Stable and Testing updates are mentioned in the forum and problems can be reported in those threads. It seems to me that with every update there are problems in Testing and even more in Stable. Unstable updates, like I receive, seldom to never have problems even though we are talking about the same software here, which just a bit later is moved to Testing and then to Stable. So I started thinking. How come I don’t have these problems and why they exist in the other 2 branches? Is it because the update packages are larger, does something go wrong while updating larger amount of packages? I don’t know, just thinking out loud.
If so, it would explain the gigantic problems Windows 10 users have with their bi-annually Giga byte updates which destroy data, cripple drivers, etc.

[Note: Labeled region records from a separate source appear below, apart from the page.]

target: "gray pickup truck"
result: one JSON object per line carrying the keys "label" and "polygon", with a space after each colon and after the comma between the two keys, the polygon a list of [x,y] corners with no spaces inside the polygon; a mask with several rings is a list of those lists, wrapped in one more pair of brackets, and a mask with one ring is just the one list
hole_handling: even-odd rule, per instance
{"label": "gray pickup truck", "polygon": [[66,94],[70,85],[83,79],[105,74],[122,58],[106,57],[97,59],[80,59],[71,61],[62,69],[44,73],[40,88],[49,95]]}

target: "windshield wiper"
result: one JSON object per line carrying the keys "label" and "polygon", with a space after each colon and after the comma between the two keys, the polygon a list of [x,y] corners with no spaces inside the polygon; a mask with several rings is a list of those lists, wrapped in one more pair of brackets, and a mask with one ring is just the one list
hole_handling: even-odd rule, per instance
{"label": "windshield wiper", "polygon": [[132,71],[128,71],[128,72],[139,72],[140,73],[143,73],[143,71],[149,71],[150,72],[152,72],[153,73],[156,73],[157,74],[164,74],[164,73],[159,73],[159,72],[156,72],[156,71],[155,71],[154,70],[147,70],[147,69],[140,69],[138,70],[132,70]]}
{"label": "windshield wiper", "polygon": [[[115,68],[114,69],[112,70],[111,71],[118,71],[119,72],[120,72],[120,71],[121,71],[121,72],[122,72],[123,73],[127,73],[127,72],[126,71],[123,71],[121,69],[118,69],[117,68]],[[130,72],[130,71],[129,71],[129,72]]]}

Now about openSUSE. We have Tumbleweed, rolling distro with regular small updates, and we have Leap, a fixed update distro where the updates are probably much larger than in TW. Am I correct so far?
Leap as being the solid, the stable of the two, made for people who just want a distro that works, copied over to SLES because it is so stable, Tumbleweed as the rolling cutting-edge distro with the latest packages possible.
When I look in the help forums here I see (and I didn’t count them) not less threads for Leap than I see for TW. So, how is that possible?
Can it be:
- Leap is used by people who are less computer savvy and manage to do something wrong and then need help, or need help before they do it because they don’t know how to do it?
- There are more people using Leap than there are people using TW?
- Leap users have “normal”, of the shelf, PC’s, bought with a Windows license and maybe not really cut out to be used with a Linux OS, while the more computer savvy TW users study first which hardware to buy to get a good working system? (networkcard, wireless, GPU)
- The updates in Leap are bigger than in TW and just as I wrote above tend to break the updates?
What is the reason there are so many Leap threads in here when Leap is supposed to be so stable? Is it 1 of the 4 reasons I gave here or is there another which I didn’t think about? Who has an idea of how this is possible? Now that I write this I am thinking is SLES having the same problems Leap has? If so it would mean SLES is, for a production environment, having too many problems. Or are they resolved by IT specialists who install and maintain the software (instead of non savvy Leap users), special hardware (instead of of the shelf pc’s)?
What is happening here? Who likes to give us his/her thoughts about this subject?
Or am I just rambling about nothing?